As India debates demographics, small mountain state wants more babies

FILE PHOTO: Students make a formation of a map of India inside the school premises during Independence Day celebrations in Ahmedabad

By Shivam Patel

NEW DELHI (Reuters) - India is set to overtake China as the world's most populous country this year, but a small state in the South Asian nation's mountainous northeast is worried about its shrinking indigenous communities and urging them to have more babies.

Sikkim, a state with fewer than 700,000 people, has India's lowest fertility rate and now wants families to have three children, making it the first to do so in a country where authorities, in a bid to fight overpopulation, have long pushed parents to stop at two.

"If our indigenous people vanish, their culture will vanish with them too, which will be a big loss for us," said Shanker Deo Dhakal, secretary to the chief minister of Sikkim, where almost 80% of people are estimated to be indigenous.

The border state also recently announced incentives like year-long maternity leave for women, month-long paternity leave for men, and financial support for those seeking pregnancy through in-vitro fertilisation.

Family size came into the spotlight this week when China announced that its population fell last year for the first time in six decades, a historic turn that is expected to mark the start of a long period of decline with major implications for its economy and the world.

Following news of China's shrinking population, commentators in India called for authorities to make the most of its young population while it was in a position to do so by improving resources for them to achieve their full potential.

GRAPHIC : Population comparison -

Those calls come as India's population gains slow.

Growth has averaged 1.2% since 2011, easing from the 1.7% in the 10 years previously, government figures show, and that trend is expected to fall further.

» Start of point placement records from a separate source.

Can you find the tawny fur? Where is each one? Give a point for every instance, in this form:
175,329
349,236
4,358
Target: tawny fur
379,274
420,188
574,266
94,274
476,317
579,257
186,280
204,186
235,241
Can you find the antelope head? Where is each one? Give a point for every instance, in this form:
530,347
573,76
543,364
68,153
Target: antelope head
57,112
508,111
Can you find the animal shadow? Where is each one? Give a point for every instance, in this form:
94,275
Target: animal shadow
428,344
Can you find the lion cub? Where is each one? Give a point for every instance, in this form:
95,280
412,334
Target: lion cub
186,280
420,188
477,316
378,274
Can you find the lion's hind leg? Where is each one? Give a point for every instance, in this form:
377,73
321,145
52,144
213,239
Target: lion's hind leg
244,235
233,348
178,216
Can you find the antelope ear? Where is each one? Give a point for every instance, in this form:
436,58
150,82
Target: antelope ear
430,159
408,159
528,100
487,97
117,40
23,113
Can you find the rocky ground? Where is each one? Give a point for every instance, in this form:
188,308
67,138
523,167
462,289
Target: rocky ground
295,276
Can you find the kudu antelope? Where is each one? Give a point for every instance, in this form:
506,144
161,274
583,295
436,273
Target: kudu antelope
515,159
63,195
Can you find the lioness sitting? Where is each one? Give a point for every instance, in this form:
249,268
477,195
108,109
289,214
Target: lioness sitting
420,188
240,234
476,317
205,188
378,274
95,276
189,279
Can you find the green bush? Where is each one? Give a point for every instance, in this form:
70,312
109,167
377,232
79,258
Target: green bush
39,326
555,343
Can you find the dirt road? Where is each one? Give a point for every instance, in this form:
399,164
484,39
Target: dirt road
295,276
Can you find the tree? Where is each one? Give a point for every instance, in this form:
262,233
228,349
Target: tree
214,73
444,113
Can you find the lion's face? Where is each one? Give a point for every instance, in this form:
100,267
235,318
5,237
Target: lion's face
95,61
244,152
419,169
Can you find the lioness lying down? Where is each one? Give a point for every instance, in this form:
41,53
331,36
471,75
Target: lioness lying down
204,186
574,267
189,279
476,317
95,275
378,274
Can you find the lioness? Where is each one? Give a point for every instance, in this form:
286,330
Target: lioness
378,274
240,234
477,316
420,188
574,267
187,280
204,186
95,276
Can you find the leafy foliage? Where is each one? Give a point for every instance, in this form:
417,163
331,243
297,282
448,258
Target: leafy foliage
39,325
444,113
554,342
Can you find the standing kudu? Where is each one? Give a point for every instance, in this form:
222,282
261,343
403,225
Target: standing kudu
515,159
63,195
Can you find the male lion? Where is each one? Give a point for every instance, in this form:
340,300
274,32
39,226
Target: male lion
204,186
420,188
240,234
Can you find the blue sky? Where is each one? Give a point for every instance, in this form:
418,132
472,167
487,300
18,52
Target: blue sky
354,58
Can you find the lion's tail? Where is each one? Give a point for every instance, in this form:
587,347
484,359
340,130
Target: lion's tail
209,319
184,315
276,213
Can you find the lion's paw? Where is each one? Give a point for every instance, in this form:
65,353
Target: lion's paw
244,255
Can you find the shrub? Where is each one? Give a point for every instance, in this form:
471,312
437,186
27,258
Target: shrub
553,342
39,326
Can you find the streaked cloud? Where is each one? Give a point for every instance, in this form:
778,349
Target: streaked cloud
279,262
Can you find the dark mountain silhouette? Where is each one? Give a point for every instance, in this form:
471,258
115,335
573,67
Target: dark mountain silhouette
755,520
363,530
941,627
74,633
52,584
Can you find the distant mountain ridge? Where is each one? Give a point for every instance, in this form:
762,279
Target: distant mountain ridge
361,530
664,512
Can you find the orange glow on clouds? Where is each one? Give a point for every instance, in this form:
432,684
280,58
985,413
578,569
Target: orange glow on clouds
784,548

India's total fertility rate (TFR) - children per woman - fell to 2 in the latest assessment period, for 2019-2021, from 3.4 in 1992-93, according to a government report issued in October. It estimated that the average must be 2.1 for the population to reproduce itself.

Of India's 36 states and federal territories, only five have a TFR of above 2.1, the highest being in the eastern state of Bihar with a TFR of 3 as of 2019-20.

Sikkim, with a TFR of 1.1, is at the risk of seeing its population shrinking.

"Their population will start declining at this rate," said S.Y. Quraishi, the country's former chief election commissioner who has written a book titled: "The Population Myth: Islam, Family Planning and Politics in India".

The population of at least two of Sikkim's 12 indigenous communities - Bhutia and Limbu - have been declining in recent years, state official Dhakal said, without providing any data.

Under the proposed three-child policy, Sikkim government employees would get financial and other benefits if they plan to have a third child, Dhakal said, adding that the details of the policy were being worked out.

Still, it is unlikely that many Indian states will rush to encourage large families any time soon, said economist Jean Dreze.

"Between the time when you reach replacement level and the time when the population stops growing, it takes a long time," Dreze said. "India as a whole country will take at least 25 years."